A. The Adoula government is in political difficulties. Its fall might spell failure of U.S. policy in the Congo. Should it survive, both it and the U.S. must be content with only partial successes unless U.S. policy is changed to permit overt unilateral assistance in key areas. Lacking such a change, the GOC must continue to depend upon the compromise-prone and inefficient UNOC which is subject to influences not always favorable to the U.S. and which no longer has the full confidence of the GOC.

B. The GOC recognizes its need for outside aid in solving its problems. Lacking such aid in the form of a strong, unilateral ally, and lacking solid and effective programs on which to base actions, they believe their regime may well fall and be replaced by the sort of extremist-nationalist regime which has appeared elsewhere in Africa. This would destroy the strategic advantage the U.S. enjoys in the Congo today. The moderate leaders around Adoula do not understand, therefore, why the U.S. withholds unilateral assistance.

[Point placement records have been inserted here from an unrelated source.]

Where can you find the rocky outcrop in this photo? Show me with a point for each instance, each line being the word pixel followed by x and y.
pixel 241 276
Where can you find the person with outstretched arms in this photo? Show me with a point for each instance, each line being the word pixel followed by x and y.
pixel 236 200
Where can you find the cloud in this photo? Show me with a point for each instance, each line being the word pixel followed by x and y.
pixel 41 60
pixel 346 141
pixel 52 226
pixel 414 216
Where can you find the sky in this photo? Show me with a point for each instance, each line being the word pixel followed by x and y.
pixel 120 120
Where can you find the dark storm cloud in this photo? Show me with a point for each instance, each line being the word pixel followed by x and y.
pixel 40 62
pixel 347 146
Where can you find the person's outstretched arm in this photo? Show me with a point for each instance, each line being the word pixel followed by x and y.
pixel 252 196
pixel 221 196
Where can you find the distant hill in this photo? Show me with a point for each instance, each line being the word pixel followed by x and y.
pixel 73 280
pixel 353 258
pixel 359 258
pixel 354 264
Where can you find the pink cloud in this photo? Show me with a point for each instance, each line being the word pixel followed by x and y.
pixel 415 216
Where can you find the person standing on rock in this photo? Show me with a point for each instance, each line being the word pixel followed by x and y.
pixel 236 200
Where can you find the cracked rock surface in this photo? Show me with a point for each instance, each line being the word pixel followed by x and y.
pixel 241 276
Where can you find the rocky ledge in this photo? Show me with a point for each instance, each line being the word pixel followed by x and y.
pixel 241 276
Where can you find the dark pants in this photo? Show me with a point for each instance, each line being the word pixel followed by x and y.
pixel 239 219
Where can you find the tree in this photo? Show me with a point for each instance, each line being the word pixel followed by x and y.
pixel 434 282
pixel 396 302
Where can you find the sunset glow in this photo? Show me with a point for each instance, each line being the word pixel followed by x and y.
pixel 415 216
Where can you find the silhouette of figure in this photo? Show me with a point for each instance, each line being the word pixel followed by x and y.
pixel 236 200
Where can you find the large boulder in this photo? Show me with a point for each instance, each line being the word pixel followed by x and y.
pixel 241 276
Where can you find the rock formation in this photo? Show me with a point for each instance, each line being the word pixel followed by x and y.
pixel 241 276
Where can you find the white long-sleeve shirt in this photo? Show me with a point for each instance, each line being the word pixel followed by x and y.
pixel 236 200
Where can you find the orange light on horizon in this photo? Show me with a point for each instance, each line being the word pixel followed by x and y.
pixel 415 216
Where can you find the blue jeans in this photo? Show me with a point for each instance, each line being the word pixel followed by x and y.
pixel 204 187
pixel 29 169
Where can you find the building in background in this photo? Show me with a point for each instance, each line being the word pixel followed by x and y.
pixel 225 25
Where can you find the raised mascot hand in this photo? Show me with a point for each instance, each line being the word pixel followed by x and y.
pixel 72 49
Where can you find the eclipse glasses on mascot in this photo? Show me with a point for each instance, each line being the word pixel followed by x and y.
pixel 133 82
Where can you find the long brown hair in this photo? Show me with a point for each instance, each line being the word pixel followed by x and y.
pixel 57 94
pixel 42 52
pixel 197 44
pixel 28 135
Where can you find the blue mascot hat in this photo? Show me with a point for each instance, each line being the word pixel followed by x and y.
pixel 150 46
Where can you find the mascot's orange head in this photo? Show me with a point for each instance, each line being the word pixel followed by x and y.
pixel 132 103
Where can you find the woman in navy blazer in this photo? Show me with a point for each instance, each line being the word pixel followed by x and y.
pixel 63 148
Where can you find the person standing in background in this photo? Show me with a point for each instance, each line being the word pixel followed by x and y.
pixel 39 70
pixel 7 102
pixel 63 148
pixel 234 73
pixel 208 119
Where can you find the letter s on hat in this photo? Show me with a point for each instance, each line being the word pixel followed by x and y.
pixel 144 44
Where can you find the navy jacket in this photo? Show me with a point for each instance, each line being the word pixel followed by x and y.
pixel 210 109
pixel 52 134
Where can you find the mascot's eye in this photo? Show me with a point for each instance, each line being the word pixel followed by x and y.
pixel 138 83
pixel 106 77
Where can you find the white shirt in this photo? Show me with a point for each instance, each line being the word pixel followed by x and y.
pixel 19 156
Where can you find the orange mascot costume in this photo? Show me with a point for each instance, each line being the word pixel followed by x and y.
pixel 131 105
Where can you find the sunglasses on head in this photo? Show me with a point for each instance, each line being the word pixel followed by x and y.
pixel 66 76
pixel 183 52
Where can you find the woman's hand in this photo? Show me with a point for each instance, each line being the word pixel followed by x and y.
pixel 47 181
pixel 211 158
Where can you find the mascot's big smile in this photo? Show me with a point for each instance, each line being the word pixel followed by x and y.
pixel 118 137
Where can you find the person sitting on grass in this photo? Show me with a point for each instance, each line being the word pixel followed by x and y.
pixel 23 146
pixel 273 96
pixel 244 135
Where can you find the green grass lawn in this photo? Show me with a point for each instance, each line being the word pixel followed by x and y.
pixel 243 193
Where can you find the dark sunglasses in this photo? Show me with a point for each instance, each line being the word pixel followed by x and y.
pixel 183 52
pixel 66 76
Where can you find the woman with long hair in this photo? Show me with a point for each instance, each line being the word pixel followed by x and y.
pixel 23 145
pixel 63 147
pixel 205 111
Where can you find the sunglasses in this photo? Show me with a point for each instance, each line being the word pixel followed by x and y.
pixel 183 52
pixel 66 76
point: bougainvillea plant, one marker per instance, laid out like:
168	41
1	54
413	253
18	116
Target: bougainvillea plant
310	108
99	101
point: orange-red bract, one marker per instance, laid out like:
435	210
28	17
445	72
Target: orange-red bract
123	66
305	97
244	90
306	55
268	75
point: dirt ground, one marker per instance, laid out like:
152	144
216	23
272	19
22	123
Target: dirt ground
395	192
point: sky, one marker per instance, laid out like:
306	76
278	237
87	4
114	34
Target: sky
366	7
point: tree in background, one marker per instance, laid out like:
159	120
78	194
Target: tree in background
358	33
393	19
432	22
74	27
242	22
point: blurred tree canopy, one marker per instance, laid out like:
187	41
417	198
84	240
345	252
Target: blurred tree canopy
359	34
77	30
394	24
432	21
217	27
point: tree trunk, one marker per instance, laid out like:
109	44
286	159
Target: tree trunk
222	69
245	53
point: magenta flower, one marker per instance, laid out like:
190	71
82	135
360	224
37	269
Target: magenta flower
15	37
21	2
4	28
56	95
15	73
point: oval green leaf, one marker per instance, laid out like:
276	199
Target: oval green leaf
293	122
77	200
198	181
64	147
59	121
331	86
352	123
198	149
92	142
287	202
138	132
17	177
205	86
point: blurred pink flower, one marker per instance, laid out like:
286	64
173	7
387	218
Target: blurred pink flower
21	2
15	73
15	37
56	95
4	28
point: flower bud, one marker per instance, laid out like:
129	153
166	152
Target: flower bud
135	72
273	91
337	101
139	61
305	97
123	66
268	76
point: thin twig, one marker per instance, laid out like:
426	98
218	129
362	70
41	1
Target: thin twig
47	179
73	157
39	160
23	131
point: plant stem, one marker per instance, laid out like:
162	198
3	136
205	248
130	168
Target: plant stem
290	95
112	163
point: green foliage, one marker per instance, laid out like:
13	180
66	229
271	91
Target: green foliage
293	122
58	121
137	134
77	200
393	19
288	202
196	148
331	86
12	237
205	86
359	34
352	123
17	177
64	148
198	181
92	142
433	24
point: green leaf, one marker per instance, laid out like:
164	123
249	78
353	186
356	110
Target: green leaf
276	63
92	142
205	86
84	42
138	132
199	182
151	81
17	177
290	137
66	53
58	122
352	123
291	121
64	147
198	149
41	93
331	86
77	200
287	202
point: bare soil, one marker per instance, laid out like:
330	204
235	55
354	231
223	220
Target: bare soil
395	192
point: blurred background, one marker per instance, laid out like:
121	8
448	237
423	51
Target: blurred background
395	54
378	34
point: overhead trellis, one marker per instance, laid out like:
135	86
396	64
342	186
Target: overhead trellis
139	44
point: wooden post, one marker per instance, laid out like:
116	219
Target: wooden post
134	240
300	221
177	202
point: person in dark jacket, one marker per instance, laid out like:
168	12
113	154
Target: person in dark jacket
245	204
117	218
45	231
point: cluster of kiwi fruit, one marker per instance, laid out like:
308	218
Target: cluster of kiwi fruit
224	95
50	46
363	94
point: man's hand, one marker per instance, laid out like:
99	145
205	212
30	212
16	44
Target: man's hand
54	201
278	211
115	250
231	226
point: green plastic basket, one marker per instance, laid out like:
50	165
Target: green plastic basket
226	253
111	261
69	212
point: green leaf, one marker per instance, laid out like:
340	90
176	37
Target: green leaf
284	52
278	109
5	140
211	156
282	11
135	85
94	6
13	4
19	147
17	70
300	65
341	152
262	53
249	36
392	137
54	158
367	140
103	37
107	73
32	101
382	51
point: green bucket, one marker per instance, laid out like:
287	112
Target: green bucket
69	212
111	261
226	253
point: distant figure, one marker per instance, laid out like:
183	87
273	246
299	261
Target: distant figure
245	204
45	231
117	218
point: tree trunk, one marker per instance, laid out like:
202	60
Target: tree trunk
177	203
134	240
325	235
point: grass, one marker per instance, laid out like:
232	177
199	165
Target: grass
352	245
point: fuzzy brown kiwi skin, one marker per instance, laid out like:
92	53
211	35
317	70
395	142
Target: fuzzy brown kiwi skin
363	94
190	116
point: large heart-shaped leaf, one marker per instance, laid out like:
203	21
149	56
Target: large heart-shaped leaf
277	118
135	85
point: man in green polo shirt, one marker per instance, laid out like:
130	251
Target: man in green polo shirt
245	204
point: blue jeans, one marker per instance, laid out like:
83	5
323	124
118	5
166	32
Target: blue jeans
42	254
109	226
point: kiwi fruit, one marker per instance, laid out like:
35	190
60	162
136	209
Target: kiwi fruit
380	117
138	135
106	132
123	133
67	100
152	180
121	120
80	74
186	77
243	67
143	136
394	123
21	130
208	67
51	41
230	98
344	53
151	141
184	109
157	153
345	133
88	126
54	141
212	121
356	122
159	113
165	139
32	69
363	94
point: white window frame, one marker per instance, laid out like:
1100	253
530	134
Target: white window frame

C. Should the Congo fall into the hands of extremists, which is likely unless the moderates provide effective solutions, neighboring areas such as Angola, Congo (Brazzaville), the Central African Republic, Sudan, Uganda, Kenya, Tanganyika, Rwanda, Burundi, and the Rhodesias would become vulnerable to Bloc penetration through subversive penetration from the Congo. Also, political leaders in these countries, observing the failure of the West to support friendly governments, might be expected to seek accommodation with the Bloc and with internal extremist elements.

Lawrence Devlin
Chief of Station
Leopoldville
  1. Source: Central Intelligence Agency Files, Job 78–02888R, DDO/ISS Files, Box 1, Folder 6. Secret. The memorandum was sent though Chief of the Africa Division Bronson Tweedy. It was transmitted under cover of an August 10 memorandum from Tweedy to Bissell stating that the attached memorandum was a condensed version of a paper prepared by the Chief of Station during his recent stay at Headquarters and was responsive to Bissell’s request that his comments on this subject be submitted in writing. Tweedy noted that since the Chief of Station, like any Station Chief in the field, was not always able to remain fully aware of the planning of other U.S. agencies, the AF Division had inserted a number of comments intended to clarify or update certain of his statements.
  2. See Foreign Relations, 1961–1963, volume XX, Congo Crisis, Document 264.
  3. For text of the July 28 communiqué issued by the Congolese Government outlining the principles for a federal constitution, see American Foreign Policy: Current Documents, 1962, pp. 877–878.